Nach Angaben des Shaolin-Klosters im Onlinedienst Wechat wurde dem Abt vorgeworfen, "Projektgelder und Klostervermögen veruntreut" zu haben. Zudem habe Shi "schwerwiegend gegen buddhistische Gebote verstoßen". Laut ehemaligen Mönchen des Klosters hat der eigentlich zur Enthaltsamkeit verpflichtete Abt mit mehreren Frauen Kinder gezeugt und eine Flotte von Luxusautos besessen.

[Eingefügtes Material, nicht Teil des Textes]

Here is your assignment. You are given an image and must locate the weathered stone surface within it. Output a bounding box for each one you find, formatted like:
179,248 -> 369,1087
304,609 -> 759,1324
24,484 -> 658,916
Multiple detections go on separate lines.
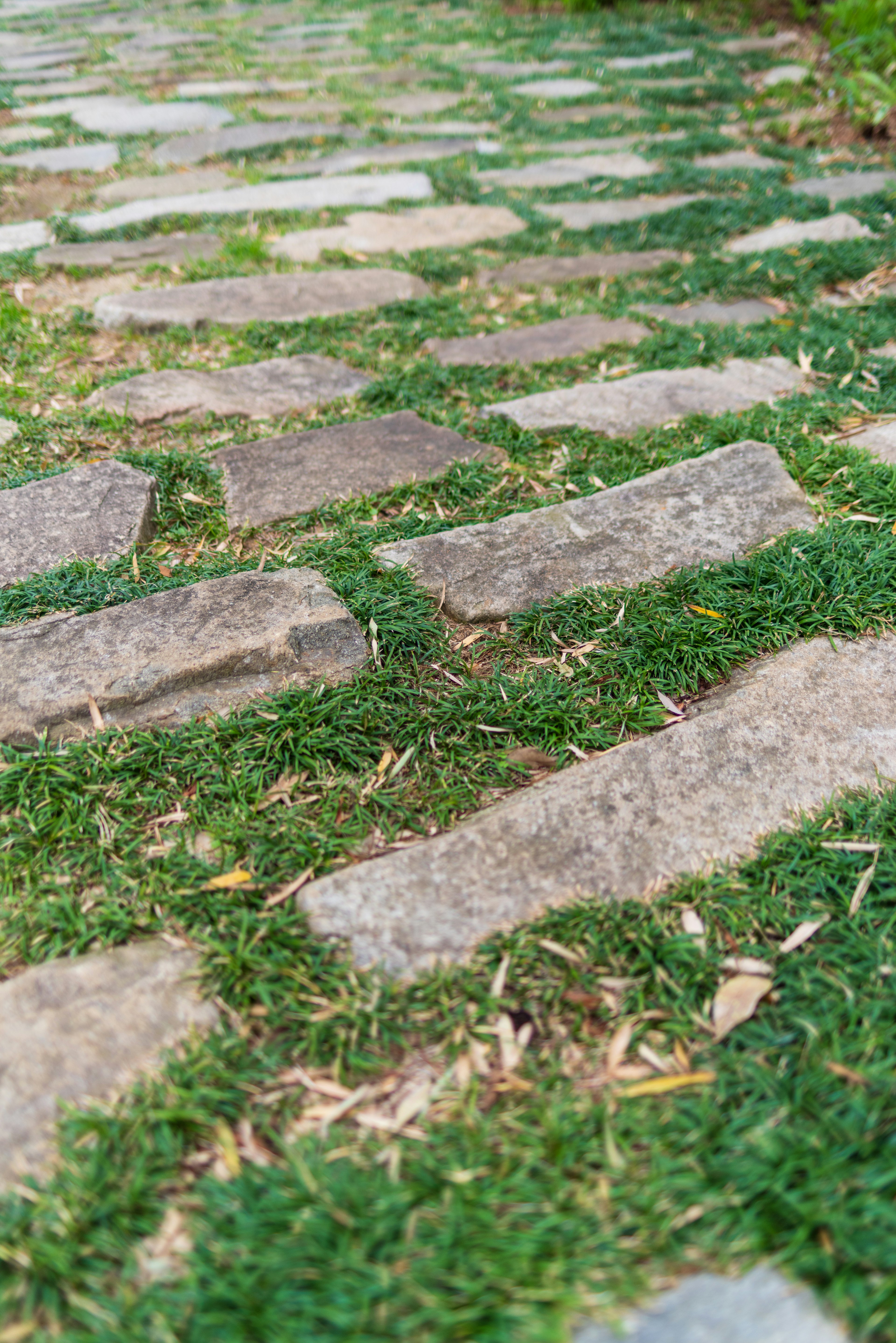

"Shi Yongxins Handlungen sind äußerst verwerflich, untergraben erheblich den Ruf der buddhistischen Gemeinde und schaden dem Ansehen der Mönche", erklärte die Buddhistische Vereinigung. Die Vereinigung ist der regierenden Kommunistischen Partei Chinas unterstellt, die die Ernennung aller religiösen Würdenträger absegnen muss. "Unangemessenes" Verhalten war bereits wiederholt ein Grund für Amtsenthebungen.
Bereits im Jahr 2015 war Shi mit ähnlichen Vorwürfen konfrontiert worden, die das Kloster damals jedoch als "bösartige Verleumdung" zurückwies.
Der 59-jährige Mönch mit Uniabschluss in Wirtschaft hatte das Shaolin-Kloster in Songshan, das 495 gegründet wurde und als Geburtsstätte des chinesischen Kung Fu und des Zen-Buddhismus gilt, in einen international agierenden Konzern verwandelt. Die Kampfkunst der Shaolin-Mönche ist durch diverse Film- und Fernsehserien in der ganzen Welt bekannt.
Shi verhalf dem Kloster zur Gründung dutzender Unternehmen und hat zahlreiche Shaolin-Filialen weltweit eingerichtet. Kritiker warfen ihm vor, den Buddhismus zu kommerzialisieren.